Mais il conviendrait de comprendre que les problèmes socio-politiques du Burkina ne s’épuiseront pas dans les règles constitutionnelles seulement mais aussi dans la résolution des questions politiques capables d’incarner l’idéal de changement et de rupture, et la mise en œuvre de nombreux mécanismes d’alternance pouvant entrainer l’adhésion des masses à l’exercice du pouvoir reconquis.

De l’analyse de la situation nationale actuelle, on peut noter que le Burkina est en proie  à une campagne d’opinion sans égale, mettant en scène des analystes, des observateurs, des partisans et des contempteurs de tous bords. Ce qui, pour certains témoignerait d’une vitalité du jeu politique.

Cependant, au regard de la profondeur des débats et de leurs impacts sur le climat sociopolitique, ce bref épisode de notre entrée en scène nous interpelle à plus d’un titre sur les attentes persistantes des populations, sur notre capacité organisationnelle, politique et idéologique à y faire face et sur notre devenir à court, moyen et long terme.

Pour le FFS, cette extrême liberté débridée de toute part, résulte de la banalisation du jeu politique,  de la corruption politique, de l’émiettement des sensibilités politiques,  de la perte de repères des populations et de la confusion totale des projets de société alternatifs.

Camarades militantes et militants,

Les forces impérialistes et les traitres à la patrie ont eu raison de nous depuis la date fatidique du 15 octobre 1987.

Traqués de toutes parts, mis en quarantaine dans toutes les sphères de la vie nationale, nous n’avons eu de salut à exister que par notre capacité de résilience.
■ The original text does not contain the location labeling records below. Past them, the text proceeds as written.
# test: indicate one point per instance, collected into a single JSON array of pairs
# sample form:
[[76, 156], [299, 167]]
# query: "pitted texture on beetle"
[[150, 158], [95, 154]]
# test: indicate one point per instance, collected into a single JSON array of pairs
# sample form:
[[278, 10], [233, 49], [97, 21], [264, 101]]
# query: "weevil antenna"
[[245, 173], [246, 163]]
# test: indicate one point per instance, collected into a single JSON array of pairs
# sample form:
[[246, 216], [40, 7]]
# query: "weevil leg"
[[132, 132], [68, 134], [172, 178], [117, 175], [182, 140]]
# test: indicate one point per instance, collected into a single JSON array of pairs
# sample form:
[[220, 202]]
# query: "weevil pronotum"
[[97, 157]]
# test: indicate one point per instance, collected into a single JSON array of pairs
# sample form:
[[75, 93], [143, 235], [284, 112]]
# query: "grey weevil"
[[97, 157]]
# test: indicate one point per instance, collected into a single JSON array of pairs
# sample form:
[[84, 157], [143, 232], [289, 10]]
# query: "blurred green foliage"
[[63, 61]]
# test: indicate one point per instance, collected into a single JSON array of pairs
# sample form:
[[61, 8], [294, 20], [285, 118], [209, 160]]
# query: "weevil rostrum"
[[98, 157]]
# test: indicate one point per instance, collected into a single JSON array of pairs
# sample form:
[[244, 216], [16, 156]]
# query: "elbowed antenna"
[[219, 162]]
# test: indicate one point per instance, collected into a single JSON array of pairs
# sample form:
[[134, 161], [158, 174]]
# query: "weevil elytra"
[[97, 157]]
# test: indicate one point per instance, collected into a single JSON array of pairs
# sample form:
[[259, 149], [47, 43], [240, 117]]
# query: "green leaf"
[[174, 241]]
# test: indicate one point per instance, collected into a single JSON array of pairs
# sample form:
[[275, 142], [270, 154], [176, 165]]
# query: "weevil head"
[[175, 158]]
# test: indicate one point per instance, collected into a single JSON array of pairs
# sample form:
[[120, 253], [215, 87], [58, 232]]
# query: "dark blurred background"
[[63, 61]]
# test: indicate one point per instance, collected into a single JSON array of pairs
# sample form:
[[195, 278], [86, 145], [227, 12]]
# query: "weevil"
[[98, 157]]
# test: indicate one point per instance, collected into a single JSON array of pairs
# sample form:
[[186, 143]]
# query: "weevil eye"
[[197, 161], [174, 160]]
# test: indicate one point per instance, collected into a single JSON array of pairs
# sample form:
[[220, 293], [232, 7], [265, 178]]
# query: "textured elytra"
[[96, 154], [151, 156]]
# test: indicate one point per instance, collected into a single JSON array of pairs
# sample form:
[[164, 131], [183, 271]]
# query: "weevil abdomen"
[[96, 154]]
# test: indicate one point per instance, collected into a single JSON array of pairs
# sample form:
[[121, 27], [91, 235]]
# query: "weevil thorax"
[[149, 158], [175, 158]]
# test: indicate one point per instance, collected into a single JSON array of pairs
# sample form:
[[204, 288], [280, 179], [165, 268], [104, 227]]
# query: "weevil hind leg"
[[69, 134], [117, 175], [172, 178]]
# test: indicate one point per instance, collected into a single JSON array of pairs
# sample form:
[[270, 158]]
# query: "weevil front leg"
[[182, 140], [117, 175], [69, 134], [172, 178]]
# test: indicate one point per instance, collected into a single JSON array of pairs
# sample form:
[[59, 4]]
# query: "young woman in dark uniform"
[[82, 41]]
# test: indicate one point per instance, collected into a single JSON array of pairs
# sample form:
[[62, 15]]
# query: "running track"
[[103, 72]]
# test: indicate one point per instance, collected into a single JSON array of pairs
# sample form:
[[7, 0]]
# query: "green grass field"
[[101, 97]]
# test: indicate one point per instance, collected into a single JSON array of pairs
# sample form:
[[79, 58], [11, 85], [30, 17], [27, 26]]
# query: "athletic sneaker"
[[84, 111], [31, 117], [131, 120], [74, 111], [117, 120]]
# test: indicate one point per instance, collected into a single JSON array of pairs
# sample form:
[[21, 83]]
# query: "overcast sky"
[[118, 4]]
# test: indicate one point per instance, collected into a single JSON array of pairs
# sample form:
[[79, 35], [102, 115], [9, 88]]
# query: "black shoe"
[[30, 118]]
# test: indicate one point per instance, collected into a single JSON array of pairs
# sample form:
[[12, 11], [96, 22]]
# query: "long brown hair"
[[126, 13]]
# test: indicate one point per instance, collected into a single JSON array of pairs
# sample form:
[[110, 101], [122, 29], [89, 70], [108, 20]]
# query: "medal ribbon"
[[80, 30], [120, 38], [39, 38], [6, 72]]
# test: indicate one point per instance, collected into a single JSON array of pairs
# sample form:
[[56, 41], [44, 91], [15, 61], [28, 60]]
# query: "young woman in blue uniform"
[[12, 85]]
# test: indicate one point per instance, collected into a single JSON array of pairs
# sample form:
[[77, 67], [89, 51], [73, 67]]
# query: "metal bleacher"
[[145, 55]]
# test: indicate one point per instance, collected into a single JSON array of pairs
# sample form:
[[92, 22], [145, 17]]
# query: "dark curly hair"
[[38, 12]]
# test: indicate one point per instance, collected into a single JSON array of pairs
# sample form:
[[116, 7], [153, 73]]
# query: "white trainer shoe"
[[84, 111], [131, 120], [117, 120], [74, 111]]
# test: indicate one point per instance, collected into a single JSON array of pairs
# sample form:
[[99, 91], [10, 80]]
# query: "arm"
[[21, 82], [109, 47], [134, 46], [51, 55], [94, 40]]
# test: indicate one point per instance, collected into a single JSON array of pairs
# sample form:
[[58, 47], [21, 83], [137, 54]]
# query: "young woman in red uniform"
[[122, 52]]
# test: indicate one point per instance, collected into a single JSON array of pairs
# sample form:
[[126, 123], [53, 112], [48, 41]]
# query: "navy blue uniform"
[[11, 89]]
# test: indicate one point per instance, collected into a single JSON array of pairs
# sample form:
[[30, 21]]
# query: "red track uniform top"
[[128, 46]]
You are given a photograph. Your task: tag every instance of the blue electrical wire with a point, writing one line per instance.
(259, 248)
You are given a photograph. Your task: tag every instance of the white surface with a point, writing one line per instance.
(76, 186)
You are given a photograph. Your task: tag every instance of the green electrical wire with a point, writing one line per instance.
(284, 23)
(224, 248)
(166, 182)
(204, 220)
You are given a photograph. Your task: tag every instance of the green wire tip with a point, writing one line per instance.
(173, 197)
Malheureusement, le régime usera de tous les moyens pour fragiliser nos rangs, soit par l’infiltration, soit par la corruption ou d’autres menaces plus graves. Nous avons connu la terreur sous toutes ses formes. Le pire dommage que nous aurons à déplorer aura été l’émiettement des forces de Gauche, l’impatience petite-bourgeoise et le reniement de l’idéal commun par certains camarades avec l’affaiblissement des forces progressistes.

De cette expérience, le Front des Forces Sociales (FFS) aura appris qu’il ne sert à rien de s’entredéchirer ou de démultiplier les contradictions secondaires en perdant de vue les contradictions principales, raison d’être d’un parti à savoir la conquête du pouvoir pour une alternance alternative. A s’y méprendre, tôt ou tard, l’histoire nous imposera l’impératif de l’unité perdue.

Nous demeurons convaincus que, les progressistes unis, peuvent mieux répondre aux aspirations légitimes des masses populaires que la bourgeoisie exploiteuse à la solde des intérêts impérialistes.

Nous osons dire qu’une insurrection, ce n’est pas le départ d’un individu et de quelques irréductibles membres de son clan. Une insurrection, c’est le rejet d’un système avec ce qu’il a établi : son organisation, ses valeurs, sa voie, ses méthodes, ses pratiques, ses soutiens, etc.

Face à des attentes légitimes, parfois excessives, à des caprices de putschistes « irrepentis », la peur de vexer,  de blesser, de bouleverser est la première source de reniement idéologique et  de démission face à notre responsabilité historique. Mais notre devoir est de nous tourner vers la quête de réponses adéquates aux aspirations du peuple, lequel peuple n’hésitera pas à prendre acte si des résolutions fortes tardent à être prises.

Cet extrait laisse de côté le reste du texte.